Et elle le mena sous l'arbre géant, à la place même où elle s'était livrée, et où il l'avait possédée. C'était la même ombre de félicité, le même tronc qui respirait ainsi qu'une poitrine, les mêmes branches qui s'étendaient au loin, pareilles à des membres protecteurs. L'arbre restait bon, robuste, puissant, fécond. Comme au jour de leurs noces, une langueur d'alcôve, une lueur de nuit d'été mourant sur l'épaule nue d'une amoureuse, un balbutiement d'amour à peine distinct, tombant brusquement à un grand spasme muet, traînaient dans la clairière, baignée d'une limpidité verdâtre. Et, au loin, le Paradou, malgré le premier frisson de l'automne, retrouvait, lui aussi, ses chuchotements ardents. Il redevenait complice. Du parterre, du verger, des prairies, de la forêt, des grandesroches, du vaste ciel, arrivait de nouveau un rire de volupté, un vent qui semait sur son passage une poussière de fécondation. Jamais le jardin, aux plus tièdes soirées de printemps, n'avait des tendresses si profondes qu'aux derniers beaux jours, lorsque les plantes s'endormaient en se disant adieu. L'odeur des germes mûrs charriait une ivresse de désir, à travers les feuilles plus rares.

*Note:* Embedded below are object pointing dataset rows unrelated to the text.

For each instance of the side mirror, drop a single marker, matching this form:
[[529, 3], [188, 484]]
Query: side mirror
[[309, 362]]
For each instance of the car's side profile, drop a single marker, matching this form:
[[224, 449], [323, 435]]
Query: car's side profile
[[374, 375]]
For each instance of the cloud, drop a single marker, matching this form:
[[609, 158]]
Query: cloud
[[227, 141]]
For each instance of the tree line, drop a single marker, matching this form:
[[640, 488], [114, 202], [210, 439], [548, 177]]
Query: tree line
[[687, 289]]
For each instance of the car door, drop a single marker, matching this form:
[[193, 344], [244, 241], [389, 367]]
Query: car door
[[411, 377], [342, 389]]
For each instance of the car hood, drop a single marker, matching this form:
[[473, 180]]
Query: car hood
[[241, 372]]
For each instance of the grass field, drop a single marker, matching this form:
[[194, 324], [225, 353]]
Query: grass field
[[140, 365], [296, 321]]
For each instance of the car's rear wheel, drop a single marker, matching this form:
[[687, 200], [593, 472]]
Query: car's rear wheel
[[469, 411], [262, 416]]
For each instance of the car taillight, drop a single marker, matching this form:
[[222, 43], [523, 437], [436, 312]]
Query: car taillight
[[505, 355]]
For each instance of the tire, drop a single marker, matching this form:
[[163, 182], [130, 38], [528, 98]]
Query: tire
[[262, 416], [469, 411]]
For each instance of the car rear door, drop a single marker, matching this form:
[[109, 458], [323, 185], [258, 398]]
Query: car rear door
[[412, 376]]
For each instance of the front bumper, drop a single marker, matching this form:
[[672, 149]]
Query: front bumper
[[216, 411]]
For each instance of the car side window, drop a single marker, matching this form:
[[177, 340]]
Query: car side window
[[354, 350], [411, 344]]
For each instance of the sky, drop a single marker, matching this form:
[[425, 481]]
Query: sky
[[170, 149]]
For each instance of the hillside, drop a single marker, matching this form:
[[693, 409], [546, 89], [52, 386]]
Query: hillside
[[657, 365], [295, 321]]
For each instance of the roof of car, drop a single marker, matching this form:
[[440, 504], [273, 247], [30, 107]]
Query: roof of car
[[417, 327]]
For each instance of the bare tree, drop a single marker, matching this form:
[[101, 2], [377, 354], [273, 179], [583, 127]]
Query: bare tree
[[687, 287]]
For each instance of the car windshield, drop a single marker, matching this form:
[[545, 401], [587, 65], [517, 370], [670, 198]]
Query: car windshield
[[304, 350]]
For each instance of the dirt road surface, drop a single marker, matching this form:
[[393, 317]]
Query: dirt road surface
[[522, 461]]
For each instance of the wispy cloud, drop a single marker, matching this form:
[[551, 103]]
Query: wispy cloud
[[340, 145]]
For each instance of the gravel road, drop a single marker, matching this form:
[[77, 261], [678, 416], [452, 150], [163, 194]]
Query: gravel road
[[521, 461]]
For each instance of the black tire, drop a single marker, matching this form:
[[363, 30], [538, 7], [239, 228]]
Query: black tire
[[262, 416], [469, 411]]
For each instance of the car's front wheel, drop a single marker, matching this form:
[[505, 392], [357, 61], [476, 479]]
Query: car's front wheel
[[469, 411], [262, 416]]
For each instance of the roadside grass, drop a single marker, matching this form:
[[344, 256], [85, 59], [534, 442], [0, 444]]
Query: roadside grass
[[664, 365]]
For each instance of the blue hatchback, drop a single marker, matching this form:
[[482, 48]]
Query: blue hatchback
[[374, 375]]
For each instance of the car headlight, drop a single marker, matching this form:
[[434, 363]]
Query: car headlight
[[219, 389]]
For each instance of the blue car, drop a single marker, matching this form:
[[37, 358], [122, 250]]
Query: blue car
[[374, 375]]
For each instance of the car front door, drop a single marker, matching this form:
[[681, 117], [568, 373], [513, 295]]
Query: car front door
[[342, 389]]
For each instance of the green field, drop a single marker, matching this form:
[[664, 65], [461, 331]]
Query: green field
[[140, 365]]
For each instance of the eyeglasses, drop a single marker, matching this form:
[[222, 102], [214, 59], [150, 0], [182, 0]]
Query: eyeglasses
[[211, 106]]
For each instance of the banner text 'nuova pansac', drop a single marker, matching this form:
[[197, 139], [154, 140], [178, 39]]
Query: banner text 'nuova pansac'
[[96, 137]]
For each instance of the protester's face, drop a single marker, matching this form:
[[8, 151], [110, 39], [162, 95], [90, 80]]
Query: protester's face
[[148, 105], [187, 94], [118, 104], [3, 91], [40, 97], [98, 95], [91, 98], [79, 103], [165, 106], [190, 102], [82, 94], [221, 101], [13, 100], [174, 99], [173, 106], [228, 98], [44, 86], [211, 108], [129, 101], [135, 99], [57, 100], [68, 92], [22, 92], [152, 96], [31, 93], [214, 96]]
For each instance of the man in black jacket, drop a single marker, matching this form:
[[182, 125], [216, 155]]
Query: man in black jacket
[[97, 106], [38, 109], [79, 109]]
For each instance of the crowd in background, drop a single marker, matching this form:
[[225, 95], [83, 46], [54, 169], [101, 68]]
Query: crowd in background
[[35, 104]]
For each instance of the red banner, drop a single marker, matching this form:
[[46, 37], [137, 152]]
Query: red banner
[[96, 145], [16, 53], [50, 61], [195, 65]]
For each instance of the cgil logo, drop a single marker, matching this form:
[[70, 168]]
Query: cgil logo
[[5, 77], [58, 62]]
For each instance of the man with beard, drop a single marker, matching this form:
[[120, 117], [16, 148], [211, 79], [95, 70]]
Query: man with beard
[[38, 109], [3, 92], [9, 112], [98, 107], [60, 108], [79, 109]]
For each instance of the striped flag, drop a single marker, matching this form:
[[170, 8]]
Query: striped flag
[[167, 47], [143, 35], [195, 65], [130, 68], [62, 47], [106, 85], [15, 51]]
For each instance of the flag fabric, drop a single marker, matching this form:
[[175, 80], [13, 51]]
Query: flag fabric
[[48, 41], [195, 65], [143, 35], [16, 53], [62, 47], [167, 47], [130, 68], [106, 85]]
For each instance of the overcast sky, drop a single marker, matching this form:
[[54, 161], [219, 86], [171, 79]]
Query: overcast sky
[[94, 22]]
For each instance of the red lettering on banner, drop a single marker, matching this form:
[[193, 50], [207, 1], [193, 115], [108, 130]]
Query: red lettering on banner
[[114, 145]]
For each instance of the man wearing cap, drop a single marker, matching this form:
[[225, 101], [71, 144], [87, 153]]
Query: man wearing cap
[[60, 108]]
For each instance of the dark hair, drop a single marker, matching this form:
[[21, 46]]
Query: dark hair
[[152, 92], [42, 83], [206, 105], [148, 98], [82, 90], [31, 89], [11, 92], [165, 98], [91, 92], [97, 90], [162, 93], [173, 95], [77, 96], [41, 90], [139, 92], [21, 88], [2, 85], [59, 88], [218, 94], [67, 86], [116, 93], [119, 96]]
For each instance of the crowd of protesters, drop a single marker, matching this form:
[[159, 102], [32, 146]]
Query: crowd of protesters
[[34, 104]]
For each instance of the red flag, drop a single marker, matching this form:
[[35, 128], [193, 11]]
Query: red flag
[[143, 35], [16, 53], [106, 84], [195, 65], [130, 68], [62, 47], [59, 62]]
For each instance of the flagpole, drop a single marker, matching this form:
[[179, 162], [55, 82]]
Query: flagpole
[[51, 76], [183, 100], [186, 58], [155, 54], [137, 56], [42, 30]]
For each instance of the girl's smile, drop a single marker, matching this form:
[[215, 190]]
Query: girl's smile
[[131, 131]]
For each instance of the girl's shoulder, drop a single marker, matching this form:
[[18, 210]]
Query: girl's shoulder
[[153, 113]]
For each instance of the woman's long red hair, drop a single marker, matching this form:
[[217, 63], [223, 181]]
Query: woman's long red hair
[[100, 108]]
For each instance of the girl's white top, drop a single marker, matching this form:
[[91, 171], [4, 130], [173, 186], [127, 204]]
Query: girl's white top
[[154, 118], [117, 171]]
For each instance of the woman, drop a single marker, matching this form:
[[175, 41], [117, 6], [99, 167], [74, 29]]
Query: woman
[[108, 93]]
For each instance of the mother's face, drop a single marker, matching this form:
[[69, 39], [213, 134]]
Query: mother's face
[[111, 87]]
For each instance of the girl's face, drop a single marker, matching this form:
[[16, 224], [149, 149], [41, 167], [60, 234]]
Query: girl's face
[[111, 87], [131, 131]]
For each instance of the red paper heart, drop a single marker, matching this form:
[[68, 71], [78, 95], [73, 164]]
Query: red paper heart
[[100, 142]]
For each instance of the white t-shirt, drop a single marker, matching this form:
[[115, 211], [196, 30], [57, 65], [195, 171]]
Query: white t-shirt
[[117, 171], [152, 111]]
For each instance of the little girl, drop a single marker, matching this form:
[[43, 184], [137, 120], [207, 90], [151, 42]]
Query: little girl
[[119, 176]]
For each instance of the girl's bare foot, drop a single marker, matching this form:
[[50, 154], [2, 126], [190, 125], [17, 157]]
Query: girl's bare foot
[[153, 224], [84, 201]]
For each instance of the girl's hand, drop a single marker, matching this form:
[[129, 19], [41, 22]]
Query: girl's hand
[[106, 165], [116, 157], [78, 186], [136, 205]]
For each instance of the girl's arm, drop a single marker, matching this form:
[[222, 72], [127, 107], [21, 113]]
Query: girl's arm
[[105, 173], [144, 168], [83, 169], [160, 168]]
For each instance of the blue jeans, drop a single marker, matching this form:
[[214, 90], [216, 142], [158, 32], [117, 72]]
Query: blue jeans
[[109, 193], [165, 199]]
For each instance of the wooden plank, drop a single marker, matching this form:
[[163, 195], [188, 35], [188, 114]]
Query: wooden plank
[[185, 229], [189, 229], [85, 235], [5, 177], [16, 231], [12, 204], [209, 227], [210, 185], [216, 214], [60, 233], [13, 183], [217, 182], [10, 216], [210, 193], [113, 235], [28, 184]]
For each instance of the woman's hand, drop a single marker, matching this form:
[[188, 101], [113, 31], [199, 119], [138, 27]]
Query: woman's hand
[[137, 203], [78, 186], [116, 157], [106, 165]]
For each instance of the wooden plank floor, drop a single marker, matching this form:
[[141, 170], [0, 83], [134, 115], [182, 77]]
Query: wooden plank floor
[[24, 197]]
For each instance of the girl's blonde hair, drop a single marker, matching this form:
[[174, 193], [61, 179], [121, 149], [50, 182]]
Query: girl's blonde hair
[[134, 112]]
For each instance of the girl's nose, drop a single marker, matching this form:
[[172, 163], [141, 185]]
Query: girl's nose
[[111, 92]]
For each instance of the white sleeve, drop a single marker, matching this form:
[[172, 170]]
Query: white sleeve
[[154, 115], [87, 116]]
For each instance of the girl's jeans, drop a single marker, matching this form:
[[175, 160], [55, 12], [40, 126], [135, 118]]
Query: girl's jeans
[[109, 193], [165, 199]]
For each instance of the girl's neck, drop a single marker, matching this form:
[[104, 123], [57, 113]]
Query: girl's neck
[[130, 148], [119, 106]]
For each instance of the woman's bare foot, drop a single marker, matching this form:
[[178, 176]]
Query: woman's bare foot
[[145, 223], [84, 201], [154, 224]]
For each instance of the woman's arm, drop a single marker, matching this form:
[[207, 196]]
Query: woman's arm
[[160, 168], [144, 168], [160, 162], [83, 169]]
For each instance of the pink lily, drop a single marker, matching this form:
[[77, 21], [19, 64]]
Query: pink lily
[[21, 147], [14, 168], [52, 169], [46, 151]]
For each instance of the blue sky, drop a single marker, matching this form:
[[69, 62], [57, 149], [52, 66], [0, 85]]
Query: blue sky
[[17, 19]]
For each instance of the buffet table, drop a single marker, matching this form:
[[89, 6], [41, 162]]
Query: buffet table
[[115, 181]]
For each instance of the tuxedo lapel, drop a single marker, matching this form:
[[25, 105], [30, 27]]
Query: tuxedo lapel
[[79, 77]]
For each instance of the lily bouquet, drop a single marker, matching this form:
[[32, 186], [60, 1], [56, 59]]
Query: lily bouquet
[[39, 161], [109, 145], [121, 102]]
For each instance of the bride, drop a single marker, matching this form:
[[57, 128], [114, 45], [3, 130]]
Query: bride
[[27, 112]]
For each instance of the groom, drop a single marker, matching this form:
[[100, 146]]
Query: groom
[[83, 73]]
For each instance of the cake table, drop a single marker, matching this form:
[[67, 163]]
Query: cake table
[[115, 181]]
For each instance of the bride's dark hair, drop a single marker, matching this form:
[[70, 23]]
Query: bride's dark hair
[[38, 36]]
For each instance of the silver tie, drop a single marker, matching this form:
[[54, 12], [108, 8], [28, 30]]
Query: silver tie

Entends-tu, entends-tu ? balbutiait Albine à l'oreille de Serge, qu'elle avait laissé tomber sur l'herbe, au pied de l'arbre.

Serge pleurait.

Tu vois bien que le Paradou n'est pas mort. Il nous crie de nous aimer. Il veut toujours notre mariage... Oh ! souviens-toi ! Prends-moi à ton cou. Soyons l'un à l'autre.

Serge pleurait.

Elle ne dit plus rien. Elle le prit elle-même, d'une étreinte farouche. Ses lèvres se collèrent sur ce cadavre pour le ressusciter. Et Serge n'eut encore que des larmes.

Au bout d'un grand silence, Albine parla. Elle était debout, méprisante, résolue.

Va-t'en ! dit-elle à voix basse.

Serge se leva d'un effort. Il ramassa son bréviaire qui avait roulé dans l'herbe. Il s'en alla.

Va-t'en ! répétait Albine qui le suivait, le chassant devant elle, haussant la voix.

Et elle le poussa ainsi de buisson en buisson, elle le reconduisit à la brèche, au milieu des arbres graves. Et là,comme Serge hésitait, le front bas, elle lui cria violemment :

Va-t'en ! va-t'en !

Puis, lentement, elle rentra dans le Paradou, sans tourner la tête. La nuit tombait, le jardin n'était plus qu'un grand cercueil d'ombre.